I am a female, 31 years of age with chronic depression and anxiety. I’m currently on a wait list for a new psychologist but I could be waiting a long time. I have an embarrassing habit that I’m concerned is something more but have been too embarrassed to admit to my therapist in person and I can’t find much similar online. The habit is plucking out my pubic hair. Not with tweezers in a maintenance way but often when I’m naked (which is a lot of the time honestly) I’ll find my hand just wanders down there and starts plucking out hair. It doesn’t seem to be when I’m stressed or anxious and or anything in particular like that and isn’t sexual either but is almost kind of Zen and calming. I can lose half an hour or more just zoned out feeling around for hair long enough to pull out with my fingertips. It isn’t a concious decision to start and as a behaviour it’s puzzling. Could the pain/pleasure it causes be an unconscious form of self harm? Is it a strange way of self soothing? Do other people do this? Is it worth getting the courage to mention it to my new therapist when I get one? Ann
Thank you for your question Ann. What you have is a condition called trichotillomania which means hair pulling disorder and can involve hair on any part of the body. Trichotillomania is considered an obsessive-compulsive disorder characterized by repetitive pulling out of one’s hair resulting in noticeable hair loss. Often people experience a rising tension or anxiety before pulling out the hair. After hair pulling many people experience a sense of gratification or relief. About 0.5% to 2.0% of the population experience this disorder which is about 1 to 2 people in every 100.

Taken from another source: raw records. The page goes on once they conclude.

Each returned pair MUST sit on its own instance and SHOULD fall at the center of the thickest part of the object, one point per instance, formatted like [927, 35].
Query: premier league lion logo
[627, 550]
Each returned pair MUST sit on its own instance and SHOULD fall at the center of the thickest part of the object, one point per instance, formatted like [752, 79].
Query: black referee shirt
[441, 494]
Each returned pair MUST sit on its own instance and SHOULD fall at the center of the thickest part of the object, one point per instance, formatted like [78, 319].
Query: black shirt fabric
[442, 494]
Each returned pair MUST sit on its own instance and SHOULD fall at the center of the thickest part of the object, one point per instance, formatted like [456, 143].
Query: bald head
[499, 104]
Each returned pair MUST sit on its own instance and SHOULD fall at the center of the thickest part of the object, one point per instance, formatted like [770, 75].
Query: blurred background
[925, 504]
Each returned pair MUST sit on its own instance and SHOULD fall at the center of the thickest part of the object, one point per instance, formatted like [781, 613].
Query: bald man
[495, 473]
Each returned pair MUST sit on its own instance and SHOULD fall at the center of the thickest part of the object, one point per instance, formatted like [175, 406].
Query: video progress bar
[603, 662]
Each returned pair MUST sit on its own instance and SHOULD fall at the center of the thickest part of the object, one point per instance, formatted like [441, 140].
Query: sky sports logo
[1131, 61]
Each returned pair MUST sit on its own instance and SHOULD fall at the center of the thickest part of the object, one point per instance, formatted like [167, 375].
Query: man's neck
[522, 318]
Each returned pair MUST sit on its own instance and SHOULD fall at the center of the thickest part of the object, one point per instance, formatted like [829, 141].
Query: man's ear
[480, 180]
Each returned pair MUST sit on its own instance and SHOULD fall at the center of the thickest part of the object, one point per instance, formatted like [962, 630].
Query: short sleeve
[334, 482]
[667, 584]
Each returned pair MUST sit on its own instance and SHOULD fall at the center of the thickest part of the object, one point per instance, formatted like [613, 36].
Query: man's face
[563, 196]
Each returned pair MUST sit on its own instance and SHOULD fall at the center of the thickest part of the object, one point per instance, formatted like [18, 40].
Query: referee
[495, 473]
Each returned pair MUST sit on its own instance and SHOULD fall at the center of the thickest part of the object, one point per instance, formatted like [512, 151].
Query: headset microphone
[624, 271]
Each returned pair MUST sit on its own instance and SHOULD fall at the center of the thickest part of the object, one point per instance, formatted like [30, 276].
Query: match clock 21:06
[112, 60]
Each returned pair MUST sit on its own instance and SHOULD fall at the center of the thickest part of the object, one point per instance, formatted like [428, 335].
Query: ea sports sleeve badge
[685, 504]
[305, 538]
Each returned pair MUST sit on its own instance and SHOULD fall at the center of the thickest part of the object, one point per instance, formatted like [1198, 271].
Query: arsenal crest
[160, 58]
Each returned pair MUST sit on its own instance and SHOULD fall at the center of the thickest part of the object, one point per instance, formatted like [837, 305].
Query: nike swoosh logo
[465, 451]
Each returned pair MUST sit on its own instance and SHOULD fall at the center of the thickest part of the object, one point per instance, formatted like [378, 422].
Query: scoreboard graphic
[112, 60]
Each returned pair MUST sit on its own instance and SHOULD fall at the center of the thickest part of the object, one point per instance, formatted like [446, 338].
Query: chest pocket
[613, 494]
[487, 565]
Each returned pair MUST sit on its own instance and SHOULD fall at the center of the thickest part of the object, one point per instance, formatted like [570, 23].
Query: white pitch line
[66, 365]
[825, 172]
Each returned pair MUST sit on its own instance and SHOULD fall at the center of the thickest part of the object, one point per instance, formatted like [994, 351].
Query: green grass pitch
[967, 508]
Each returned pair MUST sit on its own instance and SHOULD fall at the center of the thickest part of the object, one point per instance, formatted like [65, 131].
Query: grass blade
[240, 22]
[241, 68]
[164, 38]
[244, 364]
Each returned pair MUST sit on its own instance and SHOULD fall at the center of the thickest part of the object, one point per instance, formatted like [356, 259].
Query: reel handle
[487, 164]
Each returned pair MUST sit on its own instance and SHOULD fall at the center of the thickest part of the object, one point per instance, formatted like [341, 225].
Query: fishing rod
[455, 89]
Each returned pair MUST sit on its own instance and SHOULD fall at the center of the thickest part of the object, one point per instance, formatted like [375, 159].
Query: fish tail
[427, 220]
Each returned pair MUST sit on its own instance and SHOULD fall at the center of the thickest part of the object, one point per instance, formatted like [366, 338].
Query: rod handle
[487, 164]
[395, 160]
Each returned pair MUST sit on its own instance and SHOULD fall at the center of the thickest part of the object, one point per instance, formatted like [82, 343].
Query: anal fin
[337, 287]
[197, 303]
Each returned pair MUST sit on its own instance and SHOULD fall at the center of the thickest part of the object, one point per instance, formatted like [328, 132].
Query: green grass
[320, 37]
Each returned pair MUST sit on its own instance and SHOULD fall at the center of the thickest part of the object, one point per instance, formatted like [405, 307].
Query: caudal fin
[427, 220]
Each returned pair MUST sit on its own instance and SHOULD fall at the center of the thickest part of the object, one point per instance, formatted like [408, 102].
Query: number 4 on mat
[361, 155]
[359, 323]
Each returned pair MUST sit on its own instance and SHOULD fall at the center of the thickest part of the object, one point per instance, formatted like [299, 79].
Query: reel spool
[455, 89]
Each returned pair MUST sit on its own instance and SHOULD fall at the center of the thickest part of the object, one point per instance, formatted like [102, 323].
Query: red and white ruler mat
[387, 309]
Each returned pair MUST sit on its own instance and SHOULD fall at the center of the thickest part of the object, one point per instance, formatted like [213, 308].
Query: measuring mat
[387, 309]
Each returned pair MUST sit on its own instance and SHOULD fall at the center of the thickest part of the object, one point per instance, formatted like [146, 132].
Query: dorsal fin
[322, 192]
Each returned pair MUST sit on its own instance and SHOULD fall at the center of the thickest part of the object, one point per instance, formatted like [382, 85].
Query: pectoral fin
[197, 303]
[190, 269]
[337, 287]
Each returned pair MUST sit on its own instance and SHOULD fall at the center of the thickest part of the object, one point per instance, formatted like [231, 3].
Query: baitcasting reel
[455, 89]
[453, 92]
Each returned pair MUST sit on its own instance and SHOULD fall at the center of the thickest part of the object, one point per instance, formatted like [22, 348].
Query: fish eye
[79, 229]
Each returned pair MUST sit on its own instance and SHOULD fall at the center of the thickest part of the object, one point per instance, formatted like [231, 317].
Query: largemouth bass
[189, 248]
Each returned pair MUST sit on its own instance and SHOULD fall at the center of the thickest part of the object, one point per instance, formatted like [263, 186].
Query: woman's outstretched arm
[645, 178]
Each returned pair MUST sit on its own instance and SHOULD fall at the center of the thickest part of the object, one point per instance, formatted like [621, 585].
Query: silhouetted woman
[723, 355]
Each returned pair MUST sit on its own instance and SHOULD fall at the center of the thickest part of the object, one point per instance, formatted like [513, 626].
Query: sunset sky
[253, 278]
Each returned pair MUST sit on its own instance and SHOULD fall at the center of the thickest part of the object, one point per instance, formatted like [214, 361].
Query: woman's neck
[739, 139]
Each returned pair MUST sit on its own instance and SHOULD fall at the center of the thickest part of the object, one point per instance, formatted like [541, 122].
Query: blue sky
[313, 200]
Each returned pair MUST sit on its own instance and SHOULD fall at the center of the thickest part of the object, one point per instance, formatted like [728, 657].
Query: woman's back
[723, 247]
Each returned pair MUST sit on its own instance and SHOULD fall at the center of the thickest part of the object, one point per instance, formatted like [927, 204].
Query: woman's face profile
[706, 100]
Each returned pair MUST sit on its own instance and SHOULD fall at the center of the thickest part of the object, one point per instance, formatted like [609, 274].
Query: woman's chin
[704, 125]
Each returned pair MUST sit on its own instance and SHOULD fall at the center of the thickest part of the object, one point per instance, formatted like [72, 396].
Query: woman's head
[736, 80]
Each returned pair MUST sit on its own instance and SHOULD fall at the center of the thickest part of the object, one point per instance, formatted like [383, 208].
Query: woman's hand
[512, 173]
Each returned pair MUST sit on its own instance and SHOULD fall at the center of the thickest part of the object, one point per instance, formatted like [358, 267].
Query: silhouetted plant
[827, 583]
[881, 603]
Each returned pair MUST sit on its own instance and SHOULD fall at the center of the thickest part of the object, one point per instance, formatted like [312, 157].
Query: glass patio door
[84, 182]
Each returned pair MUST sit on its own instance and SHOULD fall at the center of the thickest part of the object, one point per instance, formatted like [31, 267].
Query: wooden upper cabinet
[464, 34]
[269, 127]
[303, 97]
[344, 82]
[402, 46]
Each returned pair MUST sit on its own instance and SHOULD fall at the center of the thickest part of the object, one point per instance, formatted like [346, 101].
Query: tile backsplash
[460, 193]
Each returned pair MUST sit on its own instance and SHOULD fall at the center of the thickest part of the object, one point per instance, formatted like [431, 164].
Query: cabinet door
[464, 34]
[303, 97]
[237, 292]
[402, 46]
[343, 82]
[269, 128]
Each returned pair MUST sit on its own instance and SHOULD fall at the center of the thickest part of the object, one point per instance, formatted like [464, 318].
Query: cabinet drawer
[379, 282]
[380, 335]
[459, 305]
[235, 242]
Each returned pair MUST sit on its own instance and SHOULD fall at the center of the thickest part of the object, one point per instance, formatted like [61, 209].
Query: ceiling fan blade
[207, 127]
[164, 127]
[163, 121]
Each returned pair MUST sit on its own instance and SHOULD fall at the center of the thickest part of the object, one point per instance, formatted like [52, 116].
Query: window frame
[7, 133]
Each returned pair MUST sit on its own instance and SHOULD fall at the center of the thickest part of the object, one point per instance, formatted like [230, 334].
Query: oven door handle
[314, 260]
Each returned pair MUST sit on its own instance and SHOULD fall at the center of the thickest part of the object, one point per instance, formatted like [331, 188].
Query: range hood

Trichotillomania is considered a disorder; however, many people are focused on hair removal. It is important to remember that hair removal is common, and most people cut, pluck, wax or shave their hair. Trichotillomania is similar to nail biting or skin picking and some researchers have theorised that they are all forms of pathological or excessive grooming.
I understand your embarrassment in discussing this behaviour with your psychologist, but this is the type of problems we discuss with clients regularly. It is important that you are able to find the courage to tell your therapist about this habit. There are a few reasons it would help your therapist to know about this behaviour. 1) Any habit forming behaviour is often a way to reduce stress, however in the long run they can increase stress. If you are using hair pulling rather than the skills your therapist teaches you to reduce stress you will not learn new more helpful ways to find a calm state. 2) A large part of therapy is developing a trusting relationship with your therapist. If there is an important part of your life you are unable to discuss in therapy this can decrease the effectiveness of therapy.
There are a range of treatments which have been found to be useful for trichotillomania. Using habit reversal training as a component of Cognitive Behavioural Therapy has been found to be effective. However it is important to remember there are usually other areas that need to be addressed in addition to this habit to achieve long term recovery. The PsychHelp Psychologists would be able to assist you to reduce this behaviour if you do not feel able to discuss it to your current therapist.
Wow i thought I was reading something i wrote all but the being naked part. Lol. O can so relate i have the same issue. It’s so embarrassing to admit i have never told my therapist or a doctor cuz I feel like so alone like I’m the only one but maybe I will bring it up now thanks.
I have been pluck my hair since middle school, so it’s been about six years. I do it when I’m bored or stressed about school. When I can’t pluck certain hairs, I dig at my skin until I get the hair or it hurts too much. I haven’t told anyone nor have I seen a theorist. I want to, but things get in the way
This is also something that I suffer from. Although with tweezers. My brain plays tricks on me and I’ve dug at a spot on my lady bits that looks like an ingrown hair and isn’t there. Just leaves scars. I can lose so much time just plucking hairs after work or just going to the bathroom.
I have the same habit, it’s been happening since I was about 10 years old and also too embarrassed to tell my previous therapists about it, I thought I had overcome it but it’s come back again recently and I feel so powerless to stop it. It’s like this compulsive drive to pluck out hairs, followed by relief, anxiety, shame. Maybe if I had a partner I wouldn’t be alone to have the space to do it!
Wow. I too do this. 1. It’s nice to know I’m not the only on and that there are other out there just like me. Naked? Yes. Fingers, tweezers? Both. Anxiety? Absolutely.
I’ve never mentioned it to my therapist because it hadn’t cross my mind! I should mention it. See how we can work on in.
Been doing this since my dad left us when I was 8. It started with my hair on my head.
It stopped for a while. Then in my adult life. On and off.
This was interesting. I’m glad I stumbled across this.
Good luck to all of you!
I’m a 56 year old female, diagnosed with BP1, Anxiety, ADHD, PTSD… it horrifies me to think I may actually have yet another disorder.
I’m desperate for help, so I will have to find the courage to discuss this with my therapist.
Since I now know, that I’m not alone, maybe she won’t be shocked?